The men argued the case should be dismissed, having become tainted after Paul Robson, an ex-Rabobank trader turned cooperating witness, reviewed 2013 testimony that Allen and Conti were compelled to give to a UK regulator, the Financial Conduct Authority, in a related probe.

Allen and Conti said Robson's review of their testimony may have influenced any information he provided U.S. authorities or at trial, causing their statements to be used against them in violation of the U.S. Constitution.

But Rakoff said prosecutors had a "more than sufficient independent basis" to bring charges and had demonstrated the evidence Robson presented to jurors "had sources wholly independent from the defendants' compelled testimony."

Tor Ekeland, Conti's lawyer, said he was disappointed and would appeal.
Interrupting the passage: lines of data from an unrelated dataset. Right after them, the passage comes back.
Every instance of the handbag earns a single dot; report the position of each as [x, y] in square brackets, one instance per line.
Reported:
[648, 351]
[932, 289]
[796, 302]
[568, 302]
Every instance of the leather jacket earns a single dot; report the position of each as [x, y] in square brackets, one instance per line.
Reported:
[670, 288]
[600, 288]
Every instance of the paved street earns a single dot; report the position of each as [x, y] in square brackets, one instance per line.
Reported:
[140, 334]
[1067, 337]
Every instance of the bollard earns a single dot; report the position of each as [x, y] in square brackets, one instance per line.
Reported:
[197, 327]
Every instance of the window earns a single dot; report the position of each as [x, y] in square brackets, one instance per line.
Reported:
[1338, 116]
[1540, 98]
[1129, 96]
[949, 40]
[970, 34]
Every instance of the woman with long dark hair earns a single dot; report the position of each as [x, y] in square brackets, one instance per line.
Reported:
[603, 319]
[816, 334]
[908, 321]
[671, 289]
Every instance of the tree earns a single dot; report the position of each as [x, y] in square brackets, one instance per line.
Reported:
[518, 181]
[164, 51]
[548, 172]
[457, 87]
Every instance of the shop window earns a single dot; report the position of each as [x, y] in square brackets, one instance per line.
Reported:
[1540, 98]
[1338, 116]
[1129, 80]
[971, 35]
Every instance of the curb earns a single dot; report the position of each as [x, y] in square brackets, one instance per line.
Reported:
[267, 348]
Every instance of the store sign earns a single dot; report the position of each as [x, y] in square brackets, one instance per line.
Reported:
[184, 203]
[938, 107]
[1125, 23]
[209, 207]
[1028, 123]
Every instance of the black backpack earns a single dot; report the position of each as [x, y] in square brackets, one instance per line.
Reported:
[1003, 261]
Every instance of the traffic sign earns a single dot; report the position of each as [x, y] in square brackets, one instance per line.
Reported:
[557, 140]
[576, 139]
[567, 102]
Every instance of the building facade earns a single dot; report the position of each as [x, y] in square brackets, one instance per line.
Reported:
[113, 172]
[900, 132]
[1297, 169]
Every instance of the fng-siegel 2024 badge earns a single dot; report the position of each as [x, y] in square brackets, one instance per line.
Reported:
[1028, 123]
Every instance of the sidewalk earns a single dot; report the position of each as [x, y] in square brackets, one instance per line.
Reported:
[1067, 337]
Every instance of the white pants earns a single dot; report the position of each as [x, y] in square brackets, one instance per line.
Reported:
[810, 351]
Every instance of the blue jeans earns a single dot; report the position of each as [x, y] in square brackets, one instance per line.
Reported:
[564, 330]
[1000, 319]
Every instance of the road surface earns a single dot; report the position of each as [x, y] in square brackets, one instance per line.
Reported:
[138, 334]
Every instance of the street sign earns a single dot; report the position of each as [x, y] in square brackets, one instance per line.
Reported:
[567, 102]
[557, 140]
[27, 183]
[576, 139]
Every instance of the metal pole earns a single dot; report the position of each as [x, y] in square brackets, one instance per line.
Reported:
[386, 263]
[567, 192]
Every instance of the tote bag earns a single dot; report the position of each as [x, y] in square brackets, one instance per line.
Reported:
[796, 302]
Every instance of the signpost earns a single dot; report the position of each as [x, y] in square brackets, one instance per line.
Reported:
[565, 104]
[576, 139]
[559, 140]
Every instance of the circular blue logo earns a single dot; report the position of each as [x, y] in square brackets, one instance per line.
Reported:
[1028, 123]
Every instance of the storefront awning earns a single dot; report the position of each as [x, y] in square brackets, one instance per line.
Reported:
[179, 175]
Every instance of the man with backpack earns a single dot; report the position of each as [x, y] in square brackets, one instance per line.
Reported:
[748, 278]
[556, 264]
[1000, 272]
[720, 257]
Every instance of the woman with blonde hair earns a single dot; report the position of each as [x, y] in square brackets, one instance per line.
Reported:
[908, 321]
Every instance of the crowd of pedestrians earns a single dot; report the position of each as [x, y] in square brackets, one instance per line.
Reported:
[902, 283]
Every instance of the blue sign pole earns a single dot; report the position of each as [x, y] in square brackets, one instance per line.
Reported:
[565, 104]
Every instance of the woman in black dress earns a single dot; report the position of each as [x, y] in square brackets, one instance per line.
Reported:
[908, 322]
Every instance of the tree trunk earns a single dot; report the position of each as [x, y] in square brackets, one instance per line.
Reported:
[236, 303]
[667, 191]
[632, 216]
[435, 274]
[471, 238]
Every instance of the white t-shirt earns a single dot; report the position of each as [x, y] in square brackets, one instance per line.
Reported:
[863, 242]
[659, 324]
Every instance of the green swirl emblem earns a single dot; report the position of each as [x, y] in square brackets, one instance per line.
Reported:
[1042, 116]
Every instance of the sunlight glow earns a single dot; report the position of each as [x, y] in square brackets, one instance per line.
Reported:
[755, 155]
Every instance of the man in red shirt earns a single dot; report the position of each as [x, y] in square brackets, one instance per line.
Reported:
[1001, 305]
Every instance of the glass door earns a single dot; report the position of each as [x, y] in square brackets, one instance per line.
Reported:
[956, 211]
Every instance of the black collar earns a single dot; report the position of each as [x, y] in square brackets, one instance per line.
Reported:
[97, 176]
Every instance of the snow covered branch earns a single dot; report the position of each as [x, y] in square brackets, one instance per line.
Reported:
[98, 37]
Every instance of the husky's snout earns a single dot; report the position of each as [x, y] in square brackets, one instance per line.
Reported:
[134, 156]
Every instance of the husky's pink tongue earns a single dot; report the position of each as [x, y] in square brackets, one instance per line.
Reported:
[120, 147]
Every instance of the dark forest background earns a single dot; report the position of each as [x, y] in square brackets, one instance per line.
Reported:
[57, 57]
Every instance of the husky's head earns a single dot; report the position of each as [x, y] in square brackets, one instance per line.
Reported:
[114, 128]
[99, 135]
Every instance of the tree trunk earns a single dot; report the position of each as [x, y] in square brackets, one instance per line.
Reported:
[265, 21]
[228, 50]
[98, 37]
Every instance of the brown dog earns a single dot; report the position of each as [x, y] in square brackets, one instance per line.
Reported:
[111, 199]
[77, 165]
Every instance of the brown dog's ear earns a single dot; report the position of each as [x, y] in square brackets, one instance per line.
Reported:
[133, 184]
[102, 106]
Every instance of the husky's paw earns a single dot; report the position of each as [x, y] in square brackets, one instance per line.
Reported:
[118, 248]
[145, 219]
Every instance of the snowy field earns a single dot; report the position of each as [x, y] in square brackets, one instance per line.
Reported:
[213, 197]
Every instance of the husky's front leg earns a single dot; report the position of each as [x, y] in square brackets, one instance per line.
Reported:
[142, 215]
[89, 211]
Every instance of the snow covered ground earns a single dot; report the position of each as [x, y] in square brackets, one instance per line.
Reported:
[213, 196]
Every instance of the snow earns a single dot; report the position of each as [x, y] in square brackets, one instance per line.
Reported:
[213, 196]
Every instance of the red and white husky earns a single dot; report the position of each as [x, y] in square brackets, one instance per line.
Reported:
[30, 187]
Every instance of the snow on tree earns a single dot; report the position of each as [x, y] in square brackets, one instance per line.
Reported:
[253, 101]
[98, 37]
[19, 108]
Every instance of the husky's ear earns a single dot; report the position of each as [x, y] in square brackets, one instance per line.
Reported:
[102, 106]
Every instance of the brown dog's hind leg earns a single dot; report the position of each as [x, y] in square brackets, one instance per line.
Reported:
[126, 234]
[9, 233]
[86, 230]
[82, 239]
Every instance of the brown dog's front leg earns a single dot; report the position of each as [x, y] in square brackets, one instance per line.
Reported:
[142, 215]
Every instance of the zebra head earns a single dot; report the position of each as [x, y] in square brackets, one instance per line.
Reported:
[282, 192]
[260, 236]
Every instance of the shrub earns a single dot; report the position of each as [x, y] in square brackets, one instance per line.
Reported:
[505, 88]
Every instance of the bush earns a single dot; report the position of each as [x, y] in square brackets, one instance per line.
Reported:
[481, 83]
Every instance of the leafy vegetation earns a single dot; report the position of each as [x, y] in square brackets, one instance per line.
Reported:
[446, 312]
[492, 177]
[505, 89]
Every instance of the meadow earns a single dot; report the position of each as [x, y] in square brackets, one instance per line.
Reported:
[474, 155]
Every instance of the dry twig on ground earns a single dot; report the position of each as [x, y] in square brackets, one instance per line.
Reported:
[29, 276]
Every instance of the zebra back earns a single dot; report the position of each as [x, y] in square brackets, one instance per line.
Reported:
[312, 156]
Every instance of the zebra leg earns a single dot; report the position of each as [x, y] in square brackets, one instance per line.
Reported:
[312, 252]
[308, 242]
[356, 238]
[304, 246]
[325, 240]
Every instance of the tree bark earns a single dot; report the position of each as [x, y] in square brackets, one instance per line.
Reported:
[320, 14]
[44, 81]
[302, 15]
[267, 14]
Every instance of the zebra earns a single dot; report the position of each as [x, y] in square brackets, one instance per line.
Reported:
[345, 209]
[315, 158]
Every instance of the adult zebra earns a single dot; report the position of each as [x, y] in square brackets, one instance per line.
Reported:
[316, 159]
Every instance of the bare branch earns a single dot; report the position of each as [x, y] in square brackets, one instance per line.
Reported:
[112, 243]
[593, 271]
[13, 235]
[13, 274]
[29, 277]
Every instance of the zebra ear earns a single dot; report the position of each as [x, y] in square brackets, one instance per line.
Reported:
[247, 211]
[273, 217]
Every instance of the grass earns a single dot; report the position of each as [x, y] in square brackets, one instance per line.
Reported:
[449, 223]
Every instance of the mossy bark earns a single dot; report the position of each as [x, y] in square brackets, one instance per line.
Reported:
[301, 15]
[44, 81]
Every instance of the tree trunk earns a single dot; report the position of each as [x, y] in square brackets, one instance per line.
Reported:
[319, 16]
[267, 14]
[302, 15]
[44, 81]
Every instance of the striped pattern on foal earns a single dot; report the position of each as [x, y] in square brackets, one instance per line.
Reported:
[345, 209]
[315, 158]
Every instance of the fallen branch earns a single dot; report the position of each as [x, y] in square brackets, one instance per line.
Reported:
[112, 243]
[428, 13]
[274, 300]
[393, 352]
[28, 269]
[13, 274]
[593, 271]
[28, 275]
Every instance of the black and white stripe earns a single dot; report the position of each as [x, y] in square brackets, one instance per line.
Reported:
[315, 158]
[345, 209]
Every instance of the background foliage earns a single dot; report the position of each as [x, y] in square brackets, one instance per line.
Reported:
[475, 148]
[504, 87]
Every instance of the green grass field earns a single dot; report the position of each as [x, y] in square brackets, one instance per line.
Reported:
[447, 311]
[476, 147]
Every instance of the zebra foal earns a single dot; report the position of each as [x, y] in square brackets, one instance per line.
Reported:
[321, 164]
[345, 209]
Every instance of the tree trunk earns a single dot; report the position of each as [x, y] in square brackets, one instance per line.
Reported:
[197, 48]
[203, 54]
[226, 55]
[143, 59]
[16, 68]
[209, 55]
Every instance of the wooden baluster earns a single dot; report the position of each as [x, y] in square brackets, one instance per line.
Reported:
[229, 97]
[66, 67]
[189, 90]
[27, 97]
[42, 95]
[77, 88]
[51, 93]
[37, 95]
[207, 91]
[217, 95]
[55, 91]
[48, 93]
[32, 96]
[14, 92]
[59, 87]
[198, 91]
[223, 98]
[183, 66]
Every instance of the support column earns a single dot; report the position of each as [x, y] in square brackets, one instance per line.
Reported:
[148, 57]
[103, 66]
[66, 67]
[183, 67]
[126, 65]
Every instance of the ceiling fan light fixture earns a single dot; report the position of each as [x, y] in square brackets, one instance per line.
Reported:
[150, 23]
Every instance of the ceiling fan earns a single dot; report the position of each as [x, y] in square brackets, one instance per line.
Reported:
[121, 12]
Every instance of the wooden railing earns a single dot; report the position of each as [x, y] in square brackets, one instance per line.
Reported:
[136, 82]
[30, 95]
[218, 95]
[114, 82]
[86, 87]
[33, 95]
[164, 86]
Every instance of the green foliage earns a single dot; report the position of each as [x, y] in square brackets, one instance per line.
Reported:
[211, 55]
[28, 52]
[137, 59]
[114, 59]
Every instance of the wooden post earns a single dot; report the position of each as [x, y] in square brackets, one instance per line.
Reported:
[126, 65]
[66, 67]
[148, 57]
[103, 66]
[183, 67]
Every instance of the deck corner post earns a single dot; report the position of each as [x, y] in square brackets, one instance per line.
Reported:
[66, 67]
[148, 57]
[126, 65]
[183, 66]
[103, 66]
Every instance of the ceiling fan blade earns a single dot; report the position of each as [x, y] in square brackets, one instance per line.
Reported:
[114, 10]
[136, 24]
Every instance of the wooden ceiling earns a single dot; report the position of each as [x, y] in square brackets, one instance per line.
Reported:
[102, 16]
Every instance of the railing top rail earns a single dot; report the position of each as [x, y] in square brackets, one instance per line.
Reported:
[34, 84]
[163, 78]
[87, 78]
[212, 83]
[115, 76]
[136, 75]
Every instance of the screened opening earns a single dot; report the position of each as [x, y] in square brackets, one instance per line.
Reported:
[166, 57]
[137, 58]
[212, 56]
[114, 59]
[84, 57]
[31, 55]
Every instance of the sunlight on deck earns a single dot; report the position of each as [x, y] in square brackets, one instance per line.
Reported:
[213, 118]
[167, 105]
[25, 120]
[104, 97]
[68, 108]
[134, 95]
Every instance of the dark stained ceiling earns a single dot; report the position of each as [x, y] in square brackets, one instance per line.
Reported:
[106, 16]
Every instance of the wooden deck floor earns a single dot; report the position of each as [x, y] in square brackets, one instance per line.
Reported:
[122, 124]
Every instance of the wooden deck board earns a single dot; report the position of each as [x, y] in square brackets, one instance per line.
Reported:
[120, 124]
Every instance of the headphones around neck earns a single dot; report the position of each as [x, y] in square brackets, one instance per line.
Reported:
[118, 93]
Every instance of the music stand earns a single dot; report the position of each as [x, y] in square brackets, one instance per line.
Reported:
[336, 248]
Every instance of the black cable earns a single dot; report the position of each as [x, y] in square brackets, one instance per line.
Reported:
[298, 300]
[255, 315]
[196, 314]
Allen's lawyer did not immediately respond to a request for comment.

Libor, or the London interbank offered rate, is a short-term rate financial institutions charge each other for loans that is calculated based on submissions by a panel of banks.

Hundreds of trillions of dollars in short-term interest rates, swaps and other financial products are pegged to Libor.

Allen and Conti were indicted in October 2014, a year after Rabobank reached a $1 billion deal to resolve related U.S. and European probes.

Their trial followed a London trial involving yen Libor manipulation that led to the conviction of Tom Hayes, a former UBS AG (NYSEArca: FBGX - news) and Citigroup Inc (NYSE: C - news) trader. His prison sentence was cut in December to 11 years.

Six former brokers were acquitted last month of conspiring with Hayes to manipulate interest rates in London's second Libor trial.